I consider turning away, though the decision digs into my heart like a knife, but stop, unable to leave. Not when I see her hands reach out for me and hear her desperate cry as the floorboards shatter upward around her bed like a lethal cage. All around her, the barbed whips writhe, fragmenting and cutting through more of our surroundings in her dreamscape, altering and warping every inch of the space in the process so that everything that was once familiar is shattered around her in a floating tapestry of destruction. Wilox crashes through, his wings fluttering as he attempts to navigate the floating debris and tears the energetic fabric of the world around us, the shadows of the veil between worlds bleeding through.
And with it, the predators that feed off the energies of decay, the first and foremost among those that appear the gathalat wyrms. This is the first time that I have seen them approach her, their presence marking the decline of the process. Their shrill hissing fills the air as they twist at the edges of the tears, attempting to work their way through to feed. Each circular mouth full of rows of needle teeth opens wide as the jaws spread out like vast vacuums, and they feed upon what they can reach of the surrounding destruction.
“Gralius!”
Her cry rips through me, clawing through my resolve to remain away. My wings snap open, spreading wide, and I streak forward for her. No doubt I appear very much like a looming monster or phantom, but the welcome and relief on her face as she strains for me as Wilox flaps down to fend another barbed whip away from her, chases away my doubts as I reach for her in turn and swoop her up into my arms, breaking us free of the energetic weave of the meleth to rise into the upper level of her world that humans have taken to calling the astral.
Though the darkness boils below us, the lavender-hued grass I drop her in smells sweet and potent as the herb itself when it is crushed beneath us. Just ahead is the rocky cliff with deep violet stones that we climbed, and Naomi disentangles herself from my grasp to wander haltingly close to the edge. She says nothing, her face shuttered, as she peers down over it.
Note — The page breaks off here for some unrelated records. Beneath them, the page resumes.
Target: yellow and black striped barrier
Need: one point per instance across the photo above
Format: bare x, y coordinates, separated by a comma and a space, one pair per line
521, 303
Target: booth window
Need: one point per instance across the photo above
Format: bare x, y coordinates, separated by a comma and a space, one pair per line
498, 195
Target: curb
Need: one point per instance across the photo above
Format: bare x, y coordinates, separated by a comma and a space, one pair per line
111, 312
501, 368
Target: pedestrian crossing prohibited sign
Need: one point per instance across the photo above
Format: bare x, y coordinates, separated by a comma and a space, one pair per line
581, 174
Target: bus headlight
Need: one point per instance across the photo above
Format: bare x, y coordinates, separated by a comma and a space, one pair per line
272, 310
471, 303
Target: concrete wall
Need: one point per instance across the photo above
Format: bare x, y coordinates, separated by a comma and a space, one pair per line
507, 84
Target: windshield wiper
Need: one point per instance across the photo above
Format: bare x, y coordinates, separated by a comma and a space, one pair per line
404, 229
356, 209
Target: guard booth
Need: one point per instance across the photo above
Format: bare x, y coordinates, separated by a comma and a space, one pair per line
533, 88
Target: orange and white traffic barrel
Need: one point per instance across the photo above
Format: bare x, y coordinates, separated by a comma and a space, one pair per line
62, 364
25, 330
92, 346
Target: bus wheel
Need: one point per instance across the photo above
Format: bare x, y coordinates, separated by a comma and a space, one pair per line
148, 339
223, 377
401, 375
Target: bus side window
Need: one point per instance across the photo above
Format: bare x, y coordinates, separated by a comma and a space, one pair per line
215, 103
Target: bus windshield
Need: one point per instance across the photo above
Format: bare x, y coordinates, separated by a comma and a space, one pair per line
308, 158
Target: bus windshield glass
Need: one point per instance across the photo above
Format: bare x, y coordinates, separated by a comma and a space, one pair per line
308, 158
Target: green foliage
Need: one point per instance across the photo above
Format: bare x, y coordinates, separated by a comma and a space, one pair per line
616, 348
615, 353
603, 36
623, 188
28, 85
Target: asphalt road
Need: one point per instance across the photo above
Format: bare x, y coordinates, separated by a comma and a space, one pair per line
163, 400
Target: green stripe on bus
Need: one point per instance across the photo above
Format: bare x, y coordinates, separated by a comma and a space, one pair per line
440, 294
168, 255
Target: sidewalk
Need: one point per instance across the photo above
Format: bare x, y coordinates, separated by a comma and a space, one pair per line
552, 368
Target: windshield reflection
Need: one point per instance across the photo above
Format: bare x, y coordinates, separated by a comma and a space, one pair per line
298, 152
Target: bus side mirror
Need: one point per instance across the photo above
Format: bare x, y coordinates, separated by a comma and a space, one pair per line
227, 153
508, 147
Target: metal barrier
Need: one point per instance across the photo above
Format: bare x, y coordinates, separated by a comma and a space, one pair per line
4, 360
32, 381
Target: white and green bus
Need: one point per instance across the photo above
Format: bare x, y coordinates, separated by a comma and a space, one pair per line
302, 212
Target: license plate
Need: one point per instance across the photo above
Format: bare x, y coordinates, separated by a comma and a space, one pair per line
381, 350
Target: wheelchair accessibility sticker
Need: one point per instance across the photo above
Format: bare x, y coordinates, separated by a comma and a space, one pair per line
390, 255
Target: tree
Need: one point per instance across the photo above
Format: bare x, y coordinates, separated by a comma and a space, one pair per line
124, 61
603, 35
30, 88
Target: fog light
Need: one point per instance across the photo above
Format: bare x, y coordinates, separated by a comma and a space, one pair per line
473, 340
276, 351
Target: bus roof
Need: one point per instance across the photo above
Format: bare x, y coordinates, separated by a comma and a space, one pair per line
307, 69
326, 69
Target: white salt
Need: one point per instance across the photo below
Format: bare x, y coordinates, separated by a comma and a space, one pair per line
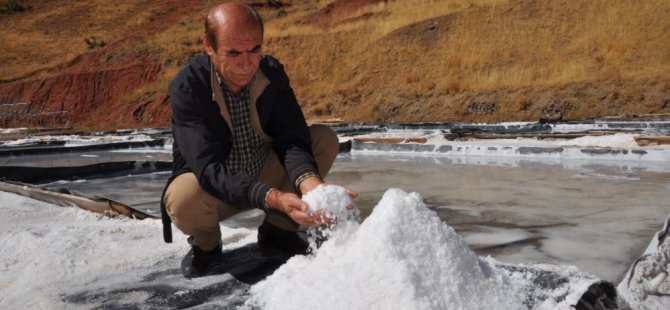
336, 205
401, 257
333, 199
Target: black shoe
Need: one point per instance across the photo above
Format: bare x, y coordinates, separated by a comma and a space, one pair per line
272, 239
198, 263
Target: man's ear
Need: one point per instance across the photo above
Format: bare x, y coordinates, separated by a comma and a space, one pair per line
208, 45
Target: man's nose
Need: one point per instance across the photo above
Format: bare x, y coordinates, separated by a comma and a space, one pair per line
247, 61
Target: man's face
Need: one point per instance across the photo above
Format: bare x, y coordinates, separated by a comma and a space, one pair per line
238, 54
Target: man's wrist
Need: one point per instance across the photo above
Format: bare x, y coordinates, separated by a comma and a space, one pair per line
309, 184
267, 202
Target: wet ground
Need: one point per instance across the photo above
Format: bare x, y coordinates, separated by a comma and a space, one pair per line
597, 216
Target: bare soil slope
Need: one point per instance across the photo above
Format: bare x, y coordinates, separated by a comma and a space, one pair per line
108, 63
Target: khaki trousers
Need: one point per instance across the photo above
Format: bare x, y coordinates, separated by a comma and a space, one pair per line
197, 213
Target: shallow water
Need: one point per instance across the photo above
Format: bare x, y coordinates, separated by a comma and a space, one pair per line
597, 217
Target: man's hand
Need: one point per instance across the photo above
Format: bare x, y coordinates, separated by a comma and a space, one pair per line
295, 208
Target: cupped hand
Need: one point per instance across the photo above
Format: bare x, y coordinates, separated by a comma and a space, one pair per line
295, 208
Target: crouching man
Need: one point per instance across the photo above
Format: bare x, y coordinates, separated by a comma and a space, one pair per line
240, 142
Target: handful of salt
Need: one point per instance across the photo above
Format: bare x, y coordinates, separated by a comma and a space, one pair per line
334, 202
332, 199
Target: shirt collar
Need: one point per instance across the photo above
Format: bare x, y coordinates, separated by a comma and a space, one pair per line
225, 87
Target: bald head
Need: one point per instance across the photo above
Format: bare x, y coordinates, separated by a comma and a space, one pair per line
229, 17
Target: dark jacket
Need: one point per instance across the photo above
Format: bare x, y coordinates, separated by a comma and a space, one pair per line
203, 132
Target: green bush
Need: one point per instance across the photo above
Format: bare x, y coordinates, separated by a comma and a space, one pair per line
11, 6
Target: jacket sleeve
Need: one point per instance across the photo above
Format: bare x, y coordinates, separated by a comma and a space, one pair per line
204, 153
290, 134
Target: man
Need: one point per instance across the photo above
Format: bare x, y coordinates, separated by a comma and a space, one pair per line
240, 142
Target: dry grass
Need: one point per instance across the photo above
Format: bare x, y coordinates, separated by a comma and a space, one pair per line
408, 50
53, 32
488, 44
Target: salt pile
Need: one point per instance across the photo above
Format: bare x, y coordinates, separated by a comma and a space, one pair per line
336, 205
401, 257
332, 199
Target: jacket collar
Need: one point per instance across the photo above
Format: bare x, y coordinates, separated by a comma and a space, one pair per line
256, 88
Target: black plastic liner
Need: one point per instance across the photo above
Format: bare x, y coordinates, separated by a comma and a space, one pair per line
50, 149
108, 169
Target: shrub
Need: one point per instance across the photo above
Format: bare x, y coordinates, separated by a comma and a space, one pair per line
12, 6
93, 42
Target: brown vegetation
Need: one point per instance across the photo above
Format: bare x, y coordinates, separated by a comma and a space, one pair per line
362, 60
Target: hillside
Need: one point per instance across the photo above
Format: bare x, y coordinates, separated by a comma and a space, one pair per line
108, 62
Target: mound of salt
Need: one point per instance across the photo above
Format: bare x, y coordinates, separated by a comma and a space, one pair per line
401, 257
331, 198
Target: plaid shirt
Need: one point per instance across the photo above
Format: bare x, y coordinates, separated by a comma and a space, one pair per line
249, 151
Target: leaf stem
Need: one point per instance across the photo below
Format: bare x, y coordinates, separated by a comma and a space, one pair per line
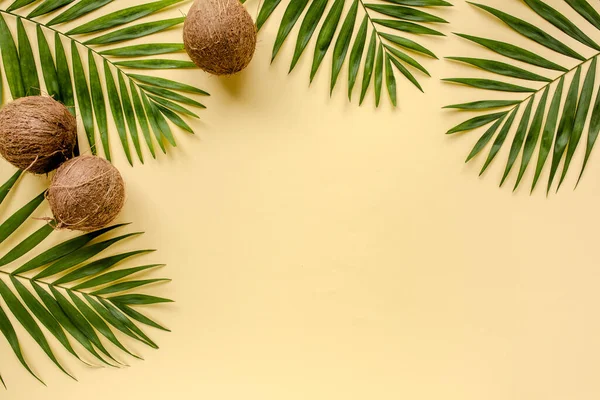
78, 42
50, 284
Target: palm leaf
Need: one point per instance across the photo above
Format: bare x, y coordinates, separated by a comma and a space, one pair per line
69, 290
88, 87
558, 138
332, 25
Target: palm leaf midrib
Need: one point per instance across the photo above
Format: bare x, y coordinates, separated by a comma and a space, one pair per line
78, 42
553, 81
25, 278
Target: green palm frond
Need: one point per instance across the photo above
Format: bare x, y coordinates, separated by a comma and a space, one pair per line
374, 36
71, 289
545, 122
88, 67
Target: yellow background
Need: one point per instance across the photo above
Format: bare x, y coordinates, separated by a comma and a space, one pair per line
321, 250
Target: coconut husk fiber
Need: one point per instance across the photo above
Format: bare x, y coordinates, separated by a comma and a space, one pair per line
219, 36
86, 194
37, 134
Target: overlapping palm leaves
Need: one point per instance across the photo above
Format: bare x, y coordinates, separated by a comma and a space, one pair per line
374, 36
66, 289
98, 78
551, 124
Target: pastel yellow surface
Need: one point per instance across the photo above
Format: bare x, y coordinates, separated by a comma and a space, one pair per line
319, 250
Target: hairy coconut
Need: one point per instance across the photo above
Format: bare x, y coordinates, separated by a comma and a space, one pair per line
37, 134
86, 194
219, 36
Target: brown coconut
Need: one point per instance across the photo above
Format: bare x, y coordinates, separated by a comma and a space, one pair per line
37, 134
219, 36
86, 194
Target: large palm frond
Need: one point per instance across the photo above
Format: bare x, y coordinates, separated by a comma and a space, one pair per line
375, 36
76, 296
550, 124
99, 78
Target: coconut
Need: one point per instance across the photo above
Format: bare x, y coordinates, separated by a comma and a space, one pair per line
37, 134
219, 36
86, 194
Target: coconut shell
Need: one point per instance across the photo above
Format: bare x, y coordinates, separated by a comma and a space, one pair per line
37, 134
86, 194
219, 36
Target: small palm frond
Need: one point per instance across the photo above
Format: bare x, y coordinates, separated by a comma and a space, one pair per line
540, 125
98, 80
71, 292
375, 37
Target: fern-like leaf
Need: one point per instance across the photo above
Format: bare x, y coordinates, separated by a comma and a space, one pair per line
99, 83
341, 27
557, 139
72, 289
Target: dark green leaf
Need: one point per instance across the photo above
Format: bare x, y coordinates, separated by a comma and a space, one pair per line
485, 138
31, 81
484, 105
565, 127
11, 336
307, 28
47, 64
135, 32
99, 104
48, 6
476, 122
518, 140
79, 256
19, 217
63, 74
141, 50
490, 84
549, 131
140, 317
499, 140
122, 17
130, 116
369, 63
138, 299
80, 9
27, 321
10, 60
6, 187
84, 100
501, 68
342, 43
390, 80
65, 322
63, 249
406, 13
265, 12
378, 76
125, 286
514, 52
326, 35
583, 108
117, 110
532, 32
409, 27
290, 17
533, 136
561, 22
141, 115
113, 276
27, 244
167, 84
96, 267
356, 55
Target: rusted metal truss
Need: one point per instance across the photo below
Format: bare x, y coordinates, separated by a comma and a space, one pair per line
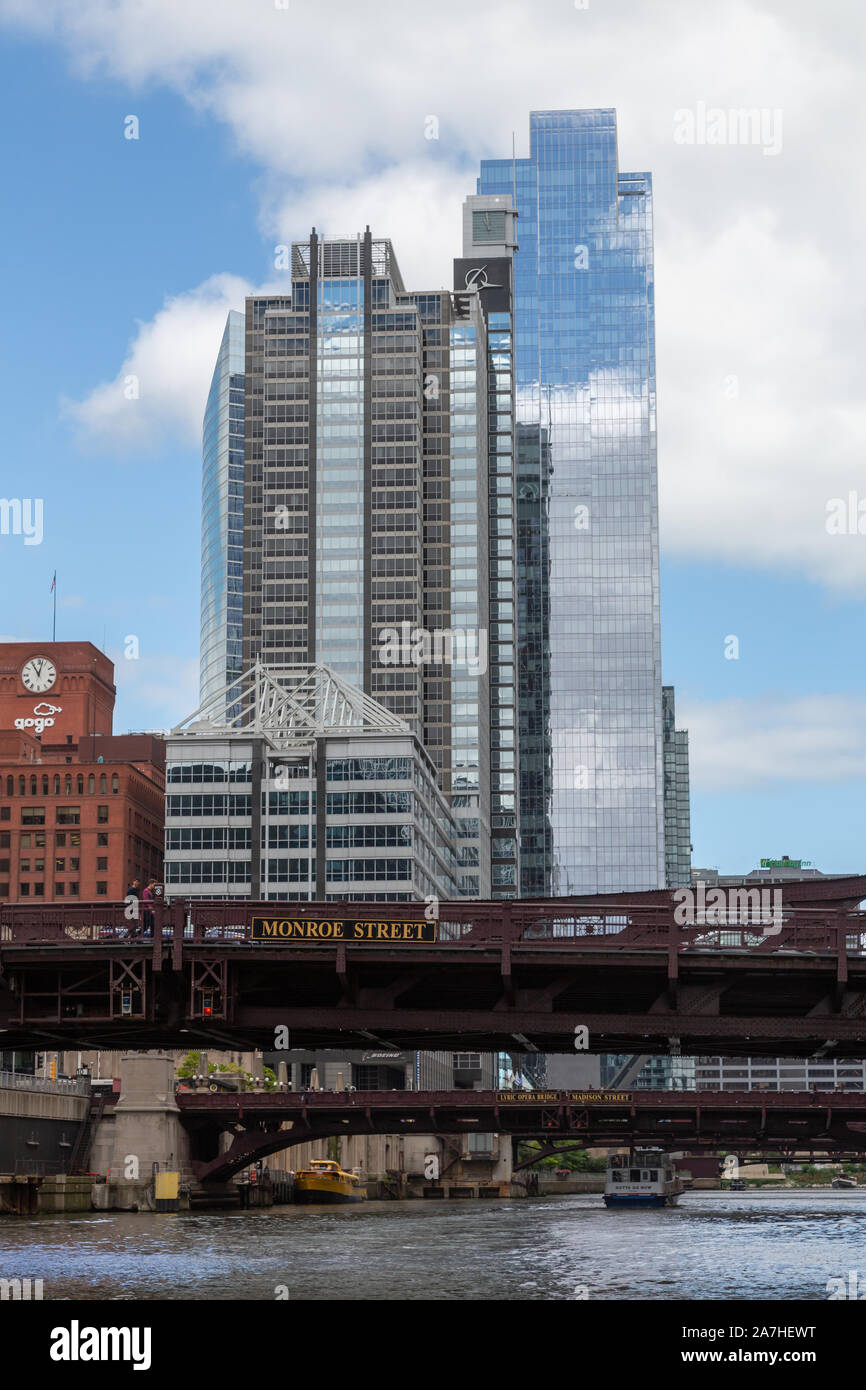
698, 1122
499, 975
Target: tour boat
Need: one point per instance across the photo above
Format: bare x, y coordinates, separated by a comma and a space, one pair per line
325, 1182
642, 1178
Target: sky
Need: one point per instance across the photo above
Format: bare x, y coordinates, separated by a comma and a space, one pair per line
253, 121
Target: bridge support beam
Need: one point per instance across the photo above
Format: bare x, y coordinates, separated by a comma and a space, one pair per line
142, 1132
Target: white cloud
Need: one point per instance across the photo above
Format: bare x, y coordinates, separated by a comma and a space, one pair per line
153, 691
758, 260
751, 744
161, 385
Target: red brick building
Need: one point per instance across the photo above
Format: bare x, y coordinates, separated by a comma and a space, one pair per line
82, 811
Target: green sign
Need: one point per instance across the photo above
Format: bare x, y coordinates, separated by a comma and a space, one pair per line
786, 863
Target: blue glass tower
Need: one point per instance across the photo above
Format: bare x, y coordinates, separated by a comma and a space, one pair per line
223, 516
590, 667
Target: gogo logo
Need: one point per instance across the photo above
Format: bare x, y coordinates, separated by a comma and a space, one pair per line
42, 717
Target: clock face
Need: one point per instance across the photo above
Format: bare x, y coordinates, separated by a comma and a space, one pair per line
39, 674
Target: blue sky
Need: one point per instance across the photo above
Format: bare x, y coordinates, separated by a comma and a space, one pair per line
124, 255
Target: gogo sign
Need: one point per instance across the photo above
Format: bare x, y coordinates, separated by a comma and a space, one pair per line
42, 717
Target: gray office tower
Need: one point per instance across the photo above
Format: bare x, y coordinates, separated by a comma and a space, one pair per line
590, 681
223, 516
378, 514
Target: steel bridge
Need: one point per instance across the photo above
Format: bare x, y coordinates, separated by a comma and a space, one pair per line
263, 1123
509, 976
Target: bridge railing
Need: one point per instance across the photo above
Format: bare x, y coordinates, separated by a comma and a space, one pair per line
18, 1082
642, 922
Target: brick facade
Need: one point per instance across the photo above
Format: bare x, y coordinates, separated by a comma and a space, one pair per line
81, 811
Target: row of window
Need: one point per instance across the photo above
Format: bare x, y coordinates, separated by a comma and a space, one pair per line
39, 787
36, 840
63, 815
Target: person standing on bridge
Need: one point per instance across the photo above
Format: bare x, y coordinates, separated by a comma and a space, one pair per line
149, 897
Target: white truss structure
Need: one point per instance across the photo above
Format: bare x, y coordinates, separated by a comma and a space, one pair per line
291, 706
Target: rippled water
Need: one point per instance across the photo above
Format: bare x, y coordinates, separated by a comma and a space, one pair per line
711, 1246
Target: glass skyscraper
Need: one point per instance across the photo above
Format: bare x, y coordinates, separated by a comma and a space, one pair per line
590, 666
223, 516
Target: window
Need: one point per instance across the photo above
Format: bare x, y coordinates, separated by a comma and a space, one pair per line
488, 227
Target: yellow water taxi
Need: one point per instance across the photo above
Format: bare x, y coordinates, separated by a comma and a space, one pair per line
324, 1180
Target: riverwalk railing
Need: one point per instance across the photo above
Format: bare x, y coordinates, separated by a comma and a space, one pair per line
20, 1082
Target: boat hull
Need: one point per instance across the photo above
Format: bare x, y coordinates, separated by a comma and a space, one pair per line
327, 1194
637, 1200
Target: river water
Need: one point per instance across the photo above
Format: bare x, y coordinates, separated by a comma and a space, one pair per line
711, 1246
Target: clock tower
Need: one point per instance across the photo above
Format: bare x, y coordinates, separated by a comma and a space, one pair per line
56, 691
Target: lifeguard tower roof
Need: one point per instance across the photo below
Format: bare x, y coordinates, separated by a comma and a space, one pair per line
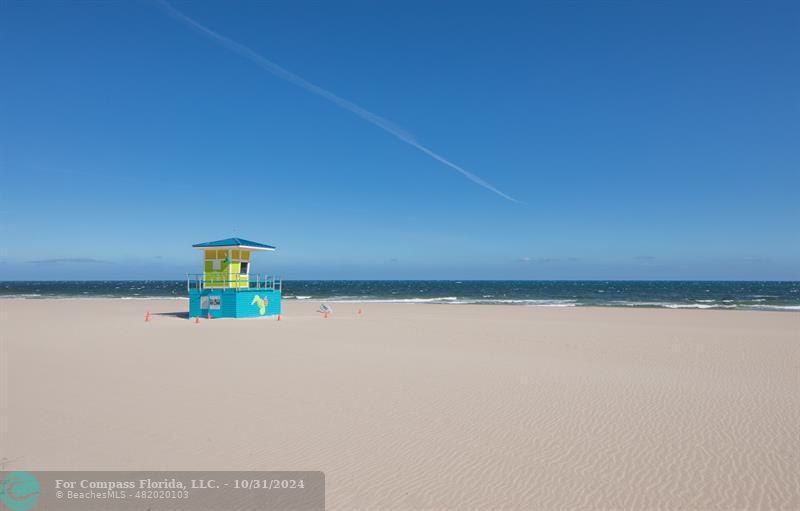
234, 242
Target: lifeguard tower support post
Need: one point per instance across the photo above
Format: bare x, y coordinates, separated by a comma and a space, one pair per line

I am silent as I join her, giving her space to process what she is seeing. The barbed whips twists like a violent sea beneath us, a reminder that she cannot escape what they will bring. I glance over at her solemn face, and her eyes rise to meet mine before they turn to drift over our surroundings. I instinctively brought her to the most beautiful place I could think of, and Naomi responds just as I hope she would, her expression relaxing by increments as she looks upon the meadow.